Mas o meu problema nem é este, posto que por alguns anos distribuí alguns dos meus livros de graça. Na época, eram bem poucos os que se interessavam em lê-los. "Se é de graça, então não deve valer nada", podia até ouvir o pensamento de muitos destes leitores.
Agora que é pago (e pirateado), o que escrevo talvez valha alguma coisa...

A minha questão neste momento, e imagino que deva ser genuína, é até que ponto o leitor tem direito de descer o cacete em um livro?

Sou bastante tolerante com a crítica, inclusive por anos organizei/participei de oficinas literárias com outros autores onde cada um lia e comentava as obras alheias. E não pense que estou falando de afagos e elogios, mas de críticas severas, a ponto de fazer com que alguns chorassem quietinho num canto (é o que penso, pelo menos).
Criei algumas inimizades nestas oficinas, mas nunca me ofendi com nenhuma das críticas, nem mesmo com as pessoais.

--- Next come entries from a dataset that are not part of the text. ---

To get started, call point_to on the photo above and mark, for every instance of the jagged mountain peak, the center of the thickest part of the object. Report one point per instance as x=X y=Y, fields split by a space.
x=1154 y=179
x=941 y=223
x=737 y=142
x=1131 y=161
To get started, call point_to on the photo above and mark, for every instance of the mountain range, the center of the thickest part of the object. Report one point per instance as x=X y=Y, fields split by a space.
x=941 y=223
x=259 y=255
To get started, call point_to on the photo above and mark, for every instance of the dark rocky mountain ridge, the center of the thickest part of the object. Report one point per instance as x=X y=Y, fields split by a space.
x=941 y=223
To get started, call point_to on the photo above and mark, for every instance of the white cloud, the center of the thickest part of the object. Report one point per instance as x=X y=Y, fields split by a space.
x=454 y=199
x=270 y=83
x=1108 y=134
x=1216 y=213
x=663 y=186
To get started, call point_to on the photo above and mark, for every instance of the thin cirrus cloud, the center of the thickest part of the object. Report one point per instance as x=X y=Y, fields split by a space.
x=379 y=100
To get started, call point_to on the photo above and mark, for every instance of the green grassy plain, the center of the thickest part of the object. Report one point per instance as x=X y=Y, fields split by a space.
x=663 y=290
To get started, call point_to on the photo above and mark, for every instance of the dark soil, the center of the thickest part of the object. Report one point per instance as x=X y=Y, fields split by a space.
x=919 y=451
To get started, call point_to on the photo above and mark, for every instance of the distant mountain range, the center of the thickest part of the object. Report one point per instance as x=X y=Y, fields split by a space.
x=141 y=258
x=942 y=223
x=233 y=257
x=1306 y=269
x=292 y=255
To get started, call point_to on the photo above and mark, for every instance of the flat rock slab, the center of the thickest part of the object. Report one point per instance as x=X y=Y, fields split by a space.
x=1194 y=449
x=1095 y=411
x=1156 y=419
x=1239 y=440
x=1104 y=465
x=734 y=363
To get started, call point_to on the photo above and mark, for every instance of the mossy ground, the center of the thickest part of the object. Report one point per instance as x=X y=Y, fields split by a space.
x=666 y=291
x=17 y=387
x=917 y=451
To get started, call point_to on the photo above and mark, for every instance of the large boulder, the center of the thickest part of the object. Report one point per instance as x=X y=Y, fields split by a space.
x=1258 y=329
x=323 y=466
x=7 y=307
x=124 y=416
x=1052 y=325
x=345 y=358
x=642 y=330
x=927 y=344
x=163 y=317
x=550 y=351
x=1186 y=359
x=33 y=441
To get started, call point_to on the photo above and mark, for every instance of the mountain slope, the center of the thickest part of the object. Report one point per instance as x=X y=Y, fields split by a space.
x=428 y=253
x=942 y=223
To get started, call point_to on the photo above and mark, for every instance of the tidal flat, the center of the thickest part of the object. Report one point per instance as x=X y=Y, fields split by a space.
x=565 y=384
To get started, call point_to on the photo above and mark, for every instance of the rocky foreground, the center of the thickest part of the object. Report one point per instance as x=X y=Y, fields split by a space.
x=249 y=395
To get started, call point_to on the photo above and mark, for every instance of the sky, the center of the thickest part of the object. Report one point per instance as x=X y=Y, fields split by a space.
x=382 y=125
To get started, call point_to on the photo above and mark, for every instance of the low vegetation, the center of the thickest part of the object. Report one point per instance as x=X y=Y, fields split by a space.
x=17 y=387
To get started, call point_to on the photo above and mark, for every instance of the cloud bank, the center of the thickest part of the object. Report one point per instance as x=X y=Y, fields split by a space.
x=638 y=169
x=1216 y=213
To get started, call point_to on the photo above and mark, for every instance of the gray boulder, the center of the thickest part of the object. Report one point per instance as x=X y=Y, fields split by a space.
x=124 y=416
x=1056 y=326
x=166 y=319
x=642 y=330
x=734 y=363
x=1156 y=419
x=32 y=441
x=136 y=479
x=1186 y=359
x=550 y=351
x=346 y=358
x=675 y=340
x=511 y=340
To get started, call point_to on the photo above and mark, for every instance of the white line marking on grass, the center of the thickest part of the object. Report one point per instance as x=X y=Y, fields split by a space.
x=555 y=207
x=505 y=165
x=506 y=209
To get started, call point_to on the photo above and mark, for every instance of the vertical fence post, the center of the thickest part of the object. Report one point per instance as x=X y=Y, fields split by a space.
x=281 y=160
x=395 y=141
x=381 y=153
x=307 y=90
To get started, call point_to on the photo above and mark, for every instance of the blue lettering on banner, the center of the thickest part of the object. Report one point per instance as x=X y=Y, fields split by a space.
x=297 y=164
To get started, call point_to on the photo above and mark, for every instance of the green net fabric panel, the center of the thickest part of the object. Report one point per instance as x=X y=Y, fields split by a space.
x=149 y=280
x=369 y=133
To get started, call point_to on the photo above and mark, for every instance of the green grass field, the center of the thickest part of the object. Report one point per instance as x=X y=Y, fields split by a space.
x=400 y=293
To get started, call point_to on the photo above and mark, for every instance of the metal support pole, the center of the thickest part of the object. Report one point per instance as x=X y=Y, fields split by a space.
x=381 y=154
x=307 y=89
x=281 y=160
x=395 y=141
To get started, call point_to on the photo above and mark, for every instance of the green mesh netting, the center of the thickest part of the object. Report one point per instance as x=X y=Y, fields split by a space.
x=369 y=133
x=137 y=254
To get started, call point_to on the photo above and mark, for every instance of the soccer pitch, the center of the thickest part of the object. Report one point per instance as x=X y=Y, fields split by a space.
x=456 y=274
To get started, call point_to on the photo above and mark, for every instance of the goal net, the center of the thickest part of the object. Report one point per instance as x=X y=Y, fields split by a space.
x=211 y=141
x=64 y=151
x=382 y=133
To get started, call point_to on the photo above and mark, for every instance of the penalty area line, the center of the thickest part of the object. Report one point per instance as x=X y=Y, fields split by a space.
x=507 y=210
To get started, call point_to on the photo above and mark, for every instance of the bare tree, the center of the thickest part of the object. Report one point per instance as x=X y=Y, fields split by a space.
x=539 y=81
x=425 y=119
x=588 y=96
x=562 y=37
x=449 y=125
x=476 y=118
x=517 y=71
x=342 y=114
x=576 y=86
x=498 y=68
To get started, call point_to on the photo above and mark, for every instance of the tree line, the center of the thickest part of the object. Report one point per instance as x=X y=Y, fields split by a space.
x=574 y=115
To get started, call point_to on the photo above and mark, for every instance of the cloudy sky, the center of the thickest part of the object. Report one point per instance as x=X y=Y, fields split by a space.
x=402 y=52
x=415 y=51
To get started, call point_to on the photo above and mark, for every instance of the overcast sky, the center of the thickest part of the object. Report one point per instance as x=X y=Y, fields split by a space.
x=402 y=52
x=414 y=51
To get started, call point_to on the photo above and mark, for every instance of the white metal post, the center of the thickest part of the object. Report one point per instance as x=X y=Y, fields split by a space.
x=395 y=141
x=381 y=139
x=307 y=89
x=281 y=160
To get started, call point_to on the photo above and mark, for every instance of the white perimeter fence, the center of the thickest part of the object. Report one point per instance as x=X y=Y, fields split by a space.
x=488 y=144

Entendo que o leitor tem um papel preponderante em relação à escrita. Um livro sem leitores é um livro morto, sem propósito, sem função. É fundamental que alguém apanhe aquela obra, mergulhe em seu universo e traga à vida seus personagens.
Somente isto justifica a existência da Literatura. Trata-se de um triângulo necessário entre autor-obra-leitor.
Nem todos os escritores se sentem confortáveis ao escutar o que pensam os leitores. Para eles, a escrita é uma via de mão única: eles produzem para o mundo, mas não se importam sobre como o mundo interpretará seu trabalho. Qualquer desvio na interpertação daquilo que ele tencionava basta para deixar este autor de mau humor, como se os leitores fossem bestas incapazes de compreender qualquer coisa.

Do mesmo modo que o autor tem plena liberdade para escrever o que lhe vier à mente, o leitor também tem bastante liberdade para interpretar aquelas palavras no livro, de preferência resguardando-se a certos limites da trama, porém, limites que são bastante subjetivos.
Estamos no interior do universo da interpretação e, quando escrevo "casa", posso ter imaginado uma casinha simples, com um portãozinho pequeno e uma roseira no quintal, enquanto que, na concepção do leitor, esta mesma palavra pode trazer uma série completamente diferente de imagens e impressões.
Cada palavra, frase, parágrafo e página de um livro visa delimitar uma experiência narrativa, tornando claros para os leitores pensamentos, descrições, diálogos e personagens. Alguns autores tendem (intencionalmente ou não) a ser mais ambíguos do que outros, a jogar com os sentidos e a explorar as entrelinhas. Outros querem ser transparentes do começo ao fim, sem deixar margem para dúvida.

De qualquer modo, o leitor, em seu horizonte interpretativo, tem toda a liberdade de ler e entender um livro de acordo com suas próprias experiências e navegar através da narrativa com os instrumentos teóricos ou práticos que possui. Ele também tem a liberdade de gostar ou não do que leu segundo tais parâmetros.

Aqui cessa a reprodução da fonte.